Neda Shafiee Moghaddam è a Roma da 11 anni, torna spesso in Iran e racconta a Donneuropa come il distacco dal suo paese le abbia permesso di liberarsi da costrizioni di cui nemmeno si rendeva conto

Vive nel quartiere San Giovanni di Roma Neda Shafiee Moghaddam, ha un bambino piccolo e un marito italiano, conosciuto qui nel periodo in cui studiava all’Accademia di Belle Arti. Arrivata dall’Iran nel 2002 quando aveva 27 anni, per studiare e fare un’esperienza all’estero. “Chiedere un visto per studio era il modo più facile per uscire da Teheran”. Appassionata d’arte come molte delle sue coetanee, non è fuggita e non si sentiva oppressa.

Le è servito guardare da fuori il suo paese per diventare un’artista, ha dovuto liberarsi dei limiti per capire quanti ne aveva interiorizzati. “Ho scelto di lavorare sul corpo e sul viso delle donne perché soltanto arrivata qui in Italia mi sono resa conto che a Teheran mi autocensuravo. Dipingevo da quando avevo 13 anni, ma mi ponevo dei vincoli espressivi, semplicemente perché sono cresciuta senza sviluppare una coscienza critica”.

Le tue opere non sono realistiche, sono volti e corpi velati, sembrano quasi sagome, come se non avessero identità. Perché?

Le mie donne hanno sempre il velo e quando non ce l’hanno comunque non hanno i capelli. Potrebbero anche sembrare uomini. È un tipo di immagine con cui dovevo fare i conti, per me è stata una forma di autoterapia. Ho esplorato i miei tabù con i miei quadri e le sculture, tabù che mi ero imposti da sola perché sono cresciuta in un ambiente in cui un certo modo di vivere era, ed è, normale.

Quali sono le cose che non facevi, le sensazioni che non provavi, e di cui ti sei resa conto solo quando sei andata via?

Dirò una cosa banale: il vento sul collo. Solo quando lo provi per la prima volta capisci cosa non avvertivi. È una sensazione particolare.

Molte donne portano il chador in Iran? Esistono modi alternativi di portare il velo?

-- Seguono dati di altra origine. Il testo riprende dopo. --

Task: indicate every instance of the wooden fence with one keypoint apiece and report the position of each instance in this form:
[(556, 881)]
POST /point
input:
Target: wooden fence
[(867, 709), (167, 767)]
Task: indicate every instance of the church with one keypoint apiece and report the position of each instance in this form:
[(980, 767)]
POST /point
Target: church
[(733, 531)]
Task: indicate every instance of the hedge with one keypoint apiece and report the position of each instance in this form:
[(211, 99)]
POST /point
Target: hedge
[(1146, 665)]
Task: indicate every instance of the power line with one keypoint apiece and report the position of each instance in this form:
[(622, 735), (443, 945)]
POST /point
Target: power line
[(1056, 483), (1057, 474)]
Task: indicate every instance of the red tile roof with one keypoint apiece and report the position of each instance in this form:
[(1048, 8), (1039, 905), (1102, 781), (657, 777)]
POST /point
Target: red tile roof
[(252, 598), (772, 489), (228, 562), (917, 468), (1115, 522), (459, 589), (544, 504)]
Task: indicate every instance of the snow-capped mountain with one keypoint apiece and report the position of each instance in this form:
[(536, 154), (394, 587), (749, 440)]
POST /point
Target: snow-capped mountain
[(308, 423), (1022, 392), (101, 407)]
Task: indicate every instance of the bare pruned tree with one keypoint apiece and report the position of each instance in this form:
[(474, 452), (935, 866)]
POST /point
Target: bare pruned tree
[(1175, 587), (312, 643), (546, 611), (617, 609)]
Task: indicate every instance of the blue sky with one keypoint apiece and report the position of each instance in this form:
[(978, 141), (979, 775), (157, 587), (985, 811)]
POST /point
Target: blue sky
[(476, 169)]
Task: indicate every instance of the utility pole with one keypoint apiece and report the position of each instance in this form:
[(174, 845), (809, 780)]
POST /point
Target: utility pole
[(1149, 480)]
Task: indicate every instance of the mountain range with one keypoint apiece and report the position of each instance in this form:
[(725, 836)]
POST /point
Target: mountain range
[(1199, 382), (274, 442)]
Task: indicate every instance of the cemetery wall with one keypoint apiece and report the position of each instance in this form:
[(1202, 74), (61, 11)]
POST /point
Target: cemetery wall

Non tutte portano il chador. Ma il velo è comunque obbligatorio. È divertente vedere come le giovani abbiano trovato modi di spostarlo molto indietro, di portarne dei tipi colorati, così come di indossare camicette un po’ trasparenti e strette. Trovano modi di esprimere la propria femminilità in modo alternativo rimanendo nei limiti formali della legge. Sono ragazze coraggiose, spesso vengono fermate dalla polizia che intima loro di “sistemarsi”.

Le sue opere potrebbero essere esposte in Iran?

Non tutte, alcune potrebbero violare le regole. Il nudo, ad esempio, è proibito. Tempo fa una galleria di Teheran mi aveva chiesto di fare lì una mia mostra, ma ho evitato per paura di trovarmi nei guai. Potrebbe sembrare eccessivo, ma è meglio essere prudenti.

Esistono forme di arte pubblica che sono istanze rivoluzionarie, pensa che siano un mezzo utile anche contro le discriminazioni di genere?

Certamente sì. I murales sono una forma di comunicazione verso tutti, per esempio. Sono realizzati da artisti che devono stare attenti a non farsi prendere, ma questo succede anche in Italia. I giovani iraniani sono molto bravi a tenere comportamenti al limite della legge senza farsi beccare. È molto bello respirare il fermento dei giovani.

Sono molti i giovani che si avvicinano all’arte in Iran?

Da noi il 75% della popolazione ha meno di 30 anni, sono tutti molto motivati nell’avvicinarsi a diverse forme di arte, compreso il cinema. C’è un gran fermento. Sono questi giovani che spingeranno il cambiamento. Mio figlio lo farei crescere a Teheran, lui adora andarci, lo facciamo spesso, almeno due o tre volte l’anno.